The acid prepared above was treated under reflux with

an excess of thionyl chloride for 4 hours. The acid chloride was isolated by precipitation from a light petroleum fraction.

Esterification with epoxy resin

An epoxy resin, known as "Epikote 1009", and which is derived

of epichlorohydrin and "Bisphenol A" and which has a molecular weight of

about. 3750 was dissolved in methyl ethyl ketone and an equivalent amount by weight of the acid chloride mentioned above was added. The mixture was heated on a water bath for 5 hours in the presence of a small amount of pyridine. The ester obtained was precipitated in industrial methylated spirit, washed with commercial methylated spirit

and dried to thereby form a pale yellow powder.

Production of a printing plate.

A 3% solution of the ester, which was prepared above, in a

mixture of 2-methoxyethyl acetate and toluene (1:3 volume) was applied by means of a centrifugal apparatus to the surface of a grained aluminum plate, which had been anodized in phosphoric acid electrolyte, and by which a coating weight of 0.5 g/square meters. After drying, the photosensitive plate was obtained

exposed to a negative and a Kodak No. 3 Step Wedge using a 2,000 watt pulsed xenon lamp. for one minute.

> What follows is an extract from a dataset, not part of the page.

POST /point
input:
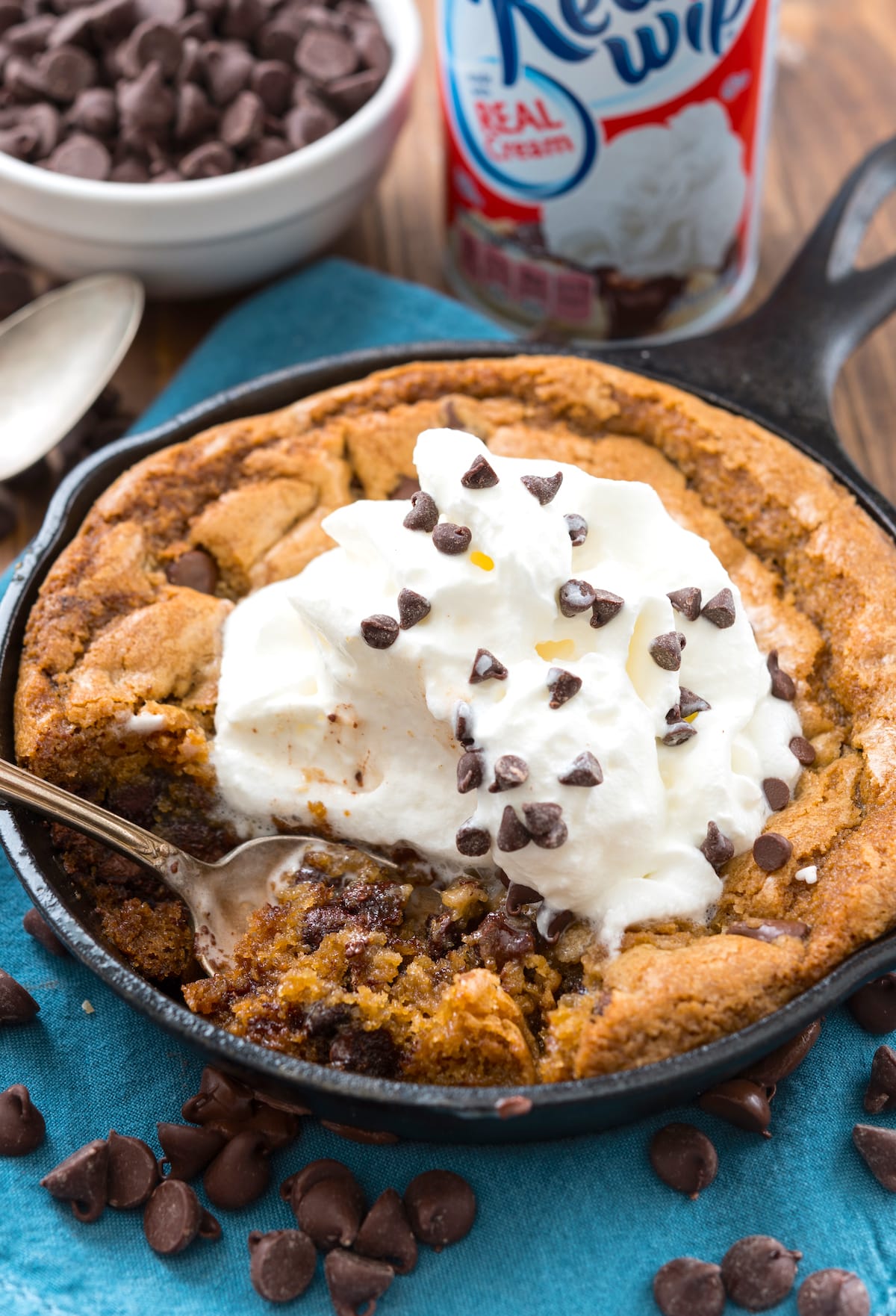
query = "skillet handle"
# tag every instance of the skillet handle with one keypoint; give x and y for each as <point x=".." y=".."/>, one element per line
<point x="780" y="364"/>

A deep yellow color was induced in the light-affected areas. The exposed plate was developed using a mixture of glycol ester and a wetting agent as described in British Patent No. 1,220,808.

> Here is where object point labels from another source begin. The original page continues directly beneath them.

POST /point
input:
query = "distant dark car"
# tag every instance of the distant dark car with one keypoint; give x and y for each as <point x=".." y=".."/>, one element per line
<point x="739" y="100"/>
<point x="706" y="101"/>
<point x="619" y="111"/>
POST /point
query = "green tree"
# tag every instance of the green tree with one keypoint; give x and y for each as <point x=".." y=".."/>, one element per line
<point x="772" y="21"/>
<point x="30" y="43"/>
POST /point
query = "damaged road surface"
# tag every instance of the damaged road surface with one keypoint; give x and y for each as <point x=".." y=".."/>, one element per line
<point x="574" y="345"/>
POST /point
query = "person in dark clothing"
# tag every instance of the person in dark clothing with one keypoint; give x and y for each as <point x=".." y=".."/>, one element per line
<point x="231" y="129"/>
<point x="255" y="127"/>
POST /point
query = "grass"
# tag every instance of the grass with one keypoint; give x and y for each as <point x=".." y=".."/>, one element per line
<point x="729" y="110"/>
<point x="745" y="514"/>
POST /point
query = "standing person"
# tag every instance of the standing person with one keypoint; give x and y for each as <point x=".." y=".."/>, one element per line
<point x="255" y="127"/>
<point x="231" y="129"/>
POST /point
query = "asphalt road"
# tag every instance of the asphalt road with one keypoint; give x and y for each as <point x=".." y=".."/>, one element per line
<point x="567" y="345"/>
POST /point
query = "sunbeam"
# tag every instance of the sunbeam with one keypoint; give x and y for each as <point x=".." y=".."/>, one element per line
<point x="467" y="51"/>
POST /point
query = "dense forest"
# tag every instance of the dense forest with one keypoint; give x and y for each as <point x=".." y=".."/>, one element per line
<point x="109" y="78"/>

The developed plate was "washed and inked. The image received light inking. The image corresponding to the Step Wedge was opaque at 9 and had a tail at 14.

Claims (4)

1. Light-sensitive polymer ester, characterized in that it consists of a polymeric polyhydroxy material which is esterified with an acid with the formula: where a and b are zero or 1, and a + b is at least 1; R is a phenyl group optionally substituted with one or more halogen atoms, alkyl groups or alkoxy groups^ and R^, R2, R3 and R^, which may have the same or different meanings, mean halogen atoms, hydrogen atoms, cyano groups, alkyl groups, aryl groups, alkoxy groups, aryloxy groups, aralkyl groups or aralkyl groups on the condition that at least one of the groups R^ to R^ means a halogen atom or a cyano group. 2. Light-sensitive polymer ester according to claim 1, characterized in that a and b both mean 1, R means a phenyl group, R^ means a chlorine atom, R2 and R^ means hydrogen atoms and R^ means a hydrogen atom, a bromine atom, a chlorine atom or a cyano group . 3. Light-sensitive polymer ester according to claim 1 or 2, characterized in that the polyhydroxy material is an epoxy resin. 4. Light-sensitive polymer ester according to claim 3, characterized in that the epoxy resin is the condensation product of a bisphenol and epichlorohydride.